Albeit more challenging, this web development model can lead to limited resource loads, improved interactivity and a user experience nearly on par with native applications.

The set of technologies enabling the creation of web applications is codenamed AJAX (Asynchronous JavaScript and XML). An AJAX call is an asynchronous HTTP request made to retrieve or send data from/to a server.

Synchronous vs asynchronous requests

In a synchronous exchange, the asker waits until he gets the needed info. A telephone call is an example of a synchronous exchange.

On the contrary, the asker in an asynchronous exchange can do something else while waiting for the completion of his request. Email is an example of an asynchronous exchange.

The traditional web development model uses synchronous requests: the web client is blocked while waiting for the server to complete its request. The AJAX model uses asynchronous requests: data is fetched when needed in the background.

Cross-domain requests

For security reasons, many websites have a conservative policy regarding AJAX requests. This same origin policy states that requests are limited to their origin domain: "http://mysite" cannot send a request to "http://anothersite". This prevents some servers to be accessible via AJAX calls.

Enabling cross-domain requests is done by setting on cross-origin resource sharing (CORS) in the server configuration.

For more information about this topic, check out this MDN article.

JSON, a data format for the web

The "X" letter in AJAX stands for XML, a generic markup language that used to be the standard for cross-platform data exchanges. While still in use, XML is quite verbose and tends to be replaced by JSON as the standard data format on the web.

JSON, or JavaScript Object Notation, is a textual syntax for describing structured information.
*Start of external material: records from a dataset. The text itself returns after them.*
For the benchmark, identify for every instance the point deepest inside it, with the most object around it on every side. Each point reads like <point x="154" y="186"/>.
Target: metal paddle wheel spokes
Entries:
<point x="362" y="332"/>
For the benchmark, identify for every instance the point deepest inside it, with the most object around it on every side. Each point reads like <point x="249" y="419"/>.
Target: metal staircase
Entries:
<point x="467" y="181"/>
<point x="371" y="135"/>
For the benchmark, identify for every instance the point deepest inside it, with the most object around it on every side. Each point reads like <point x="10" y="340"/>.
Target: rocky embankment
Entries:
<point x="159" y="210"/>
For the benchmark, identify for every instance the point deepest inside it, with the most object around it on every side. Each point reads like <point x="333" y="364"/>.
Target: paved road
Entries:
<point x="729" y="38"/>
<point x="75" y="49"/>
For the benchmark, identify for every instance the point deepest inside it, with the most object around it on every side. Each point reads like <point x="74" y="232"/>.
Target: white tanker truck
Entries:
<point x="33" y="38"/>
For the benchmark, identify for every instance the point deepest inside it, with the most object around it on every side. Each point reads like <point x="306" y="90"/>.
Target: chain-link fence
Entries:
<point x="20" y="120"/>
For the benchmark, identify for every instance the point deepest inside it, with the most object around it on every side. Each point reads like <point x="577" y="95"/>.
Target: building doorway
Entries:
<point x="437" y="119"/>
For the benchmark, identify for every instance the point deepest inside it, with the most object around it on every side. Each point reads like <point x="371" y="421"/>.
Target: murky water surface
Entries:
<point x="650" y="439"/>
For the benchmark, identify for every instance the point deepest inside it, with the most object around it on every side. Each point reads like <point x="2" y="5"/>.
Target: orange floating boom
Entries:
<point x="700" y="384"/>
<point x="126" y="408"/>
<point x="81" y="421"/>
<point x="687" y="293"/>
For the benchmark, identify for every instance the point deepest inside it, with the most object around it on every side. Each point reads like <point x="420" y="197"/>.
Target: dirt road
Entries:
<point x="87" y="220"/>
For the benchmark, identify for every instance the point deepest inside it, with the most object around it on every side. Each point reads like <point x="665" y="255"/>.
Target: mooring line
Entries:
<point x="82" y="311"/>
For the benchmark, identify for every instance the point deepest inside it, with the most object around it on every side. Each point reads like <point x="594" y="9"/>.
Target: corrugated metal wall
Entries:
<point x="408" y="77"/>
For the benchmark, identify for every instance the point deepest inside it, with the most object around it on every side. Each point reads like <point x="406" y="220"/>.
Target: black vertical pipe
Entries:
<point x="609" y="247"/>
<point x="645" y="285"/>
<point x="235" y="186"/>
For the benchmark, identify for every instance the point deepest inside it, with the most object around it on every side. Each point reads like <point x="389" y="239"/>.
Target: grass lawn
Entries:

As you’ll see in the following example, JSON borrows heavily from the JavaScript object syntax.

{
  "cars": [
    {
      "model": "Peugeot",
      "color": "blue",
      "registration": 2012,
      "checkups": [2015, 2017]
    },
    {
      "model": "Citroën",
      "color": "white",
      "registration": 1999,
      "checkups": [2003, 2005, 2007, 2009, 2011, 2013]
    }
  ]
}

A JSON document is a set of name/value pairs. Name are always within double quotes "". Values can be numbers, strings, booleans, arrays or objects.

Many programming languages have native support for the JSON format… Including JavaScript, of course!